Given its essential nature to sustaining life, emotion and food are tightly intertwined.
Whether it’s the turkey at Thanksgiving, the ham at Christmas or the burger on the Fourth of July, food is part of our most treasured occasions.
But the carving knife cuts both ways, of course. Food gets abused and wasted, people are shamed for their food choices, farmers are demonized for how they grow it and the same for companies in how they process and package it.
Food marketers seize any opportunity to connect with consumers, promising theirs is just like Mom used to make or somehow framing the product as the right choice for health, social or other reasons.
Preying on consumer’s fears has become a form of bullying, according to author Michele Payn, who’s new book, Food Bullying: How to Avoid Buying B.S., released on Nov. 5, takes a deep dive into how food is used as a weapon to serve other motives.
It can be overt; activists protesting at a farm entrance, verbal intimidation or vandalism. It’s also subtle when food companies bring in morality and guilt.
Food has become a battleground where marketing labels and misinformation is used to bully people around their eating choices, Payn says. The new book breaks down so-called neuromarketing tactics and misleading food labels used to generate food sales. It also lays out tools to battle back, including a six-step action plan for consumers to overcome food bullying and relieve guilt.
“Something that should be one of the simple joys in life, nurturing ourselves and our families with food, has gotten so complicated — caught up in mistrust that is made worse by meaningless labels,” said Zippy Duvall, American Farm Bureau Federation president in promoting the book. “Consumers just want to make the right choices, but they are too often confessed and manipulated. The solution is facts, and that that’s what Michele Payn serves up in her latest book.”
Just like agriculture has no one right way to farm, there’s no one right way to eat.
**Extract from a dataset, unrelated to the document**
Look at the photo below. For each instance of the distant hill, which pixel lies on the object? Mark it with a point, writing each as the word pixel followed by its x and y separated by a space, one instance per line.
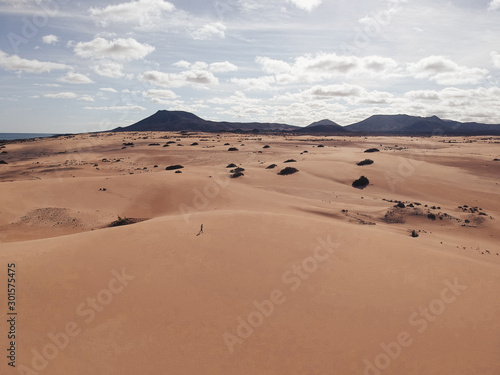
pixel 414 125
pixel 184 121
pixel 375 125
pixel 324 127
Numerous factors play into a family’s food choices and fear or guilt should not be on the list.
As the food industry continues to grow and change, companies will scrap for any edge that will get you to put their box into your shopping cart or walk into their restaurant. Organizations will use whatever they can to further their agenda, because the more people they can convince, the more powerful a voice they have in shaping public opinion and policy.
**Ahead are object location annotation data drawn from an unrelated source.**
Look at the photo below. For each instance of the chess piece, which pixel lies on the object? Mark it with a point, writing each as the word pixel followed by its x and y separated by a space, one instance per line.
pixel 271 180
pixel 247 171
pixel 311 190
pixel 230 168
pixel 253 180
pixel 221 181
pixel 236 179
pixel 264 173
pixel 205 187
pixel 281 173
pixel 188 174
As Duvall says, the shopper and farmer’s best weapon in the fight is to arm themselves with facts, call out the bogus claims for what they are and add a healthy dose of common sense.
Emotional connections will and should continue as well. It’s what keeps us alive and the forms the foundation of society.
The connection can be what brings people together to reach and understanding or fracture the relationship further, pushing us farther apart.